Die Sehnsucht nach dem Stern gab ihm Kraft. Er richtete sich auf, seine
Wurzeln senkten sich tiefer in die Erde.

Ich kann wachsen, Stern, flüsterte der kleine Baum. Warte nur, ich werde
Dir jeden Tag ein Stückchen näher kommen. Hat man je so etwas gehört?
zischelten die Gräser. Er will hinauf zu den Sternen. Welche Überheblichkeit! Zu
Strafe wird der nächste Sturm ihn zerschmettern.

Der kleine Baum kümmerte sich nicht um das Gerede der Gräser.
Er blickte seinen Stern an und war glücklich.

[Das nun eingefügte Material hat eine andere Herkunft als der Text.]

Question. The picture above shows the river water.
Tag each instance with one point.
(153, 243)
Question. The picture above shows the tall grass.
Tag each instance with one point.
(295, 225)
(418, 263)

Ich liebe dich, Stern, sagte der so leise, dass die missgünstigen Gräser es
nicht hören konnten. Du kannst nicht zu mir herabsteigen, aber ich kann zu
Dir hinaufwachsen. Eines Tages werden wir uns treffen und es wird wundervoll
sein. Wenn Du reden willst, werde ich zuhören.

Wenn Du schweigen willst, werde ich meinen eigenen Gedanken nachhängen.
Wenn Du Hilfe brauchst, werde ich da sein.
Und irgendwann wirst Du mich auch lieben.

Die ganze Nacht betrachtete der kleine Baum seinen Stern und er konnte
erst schlafen, als der Stern im Tageslicht verschwunden war. Der kleine Baum
wachte nun immer in der Nacht und schlief am Tage, denn sonst hätte er ja
seinen Stern nicht sehen können. Und wenn einmal Wolken über den Himmel zogen
und den Stern verbargen, war der kleine Baum traurig.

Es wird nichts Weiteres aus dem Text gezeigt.